The Israeli government says it has done everything possible to help the evacuees from Gush Katif succeed in their new lives. Most families received between $450,000 and $750,000 depending on how long they lived in Gush Katif and how big their homes were there. Some farmers received even larger amounts of money.
At the same time, unemployment is high among the evacuees from Gush Katif. While the overall unemployment rate in Israel is just six percent, among those evacuees from Gush Katif, it is close to 25 percent. Many of those not working are using the government payouts to live on, rather than to build new homes.
“I was a farmer in Gush Katif and I thought about opening a new farm near hear,” Yehiam Sharabi, 66, told The Media Line. “But my sons thought they didn’t want to farm and I thought it would take too long to get it started. It takes years, maybe even a generation, to get to know the soil. Many of those who did start farms didn’t succeed.”
Sharabi’s wife found a job in early childhood education, and he has worked off and on since then. Only now is he finalizing the building plans for his new house nearby.
“I just wasn’t ready to do it until now,” he says. “I needed to do it at my own pace and in my own time. Now I’m dealing with the bureaucracy and hope to start building soon.”
He says that financially he’ll manage because he was careful about hoarding his money from the government. He also received a larger settlement, because of the land of his farm.
“A lot of people were tempted by bad investments and get-rich-quick schemes,” he said. “Now those people have no money left.”
In 2010, a government investigative committee chaired by retired judge Eliahu Matza found both the evacuees and the government responsible for the difficult situation many are still facing.
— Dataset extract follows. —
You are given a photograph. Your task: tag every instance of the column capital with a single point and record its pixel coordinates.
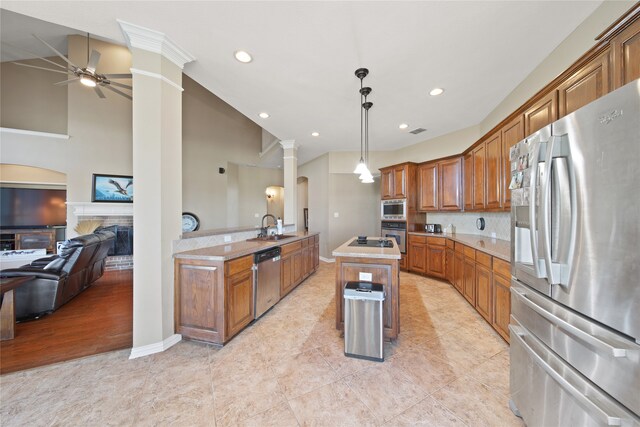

The evacuees faced a clumsy bureaucracy and “state insensitivity.” The evacuees “made exaggerated demands.”
Some of the evacuees, like Miriam Bublil, have successfully built homes and moved on. She runs the community center in Nitzan, as she did in Gush Katif.
“This is a place to forget all of the tensions and just have fun,” she says of the community center. “It was very important to the children that I was with them in Gush Katif, and then was with them here.”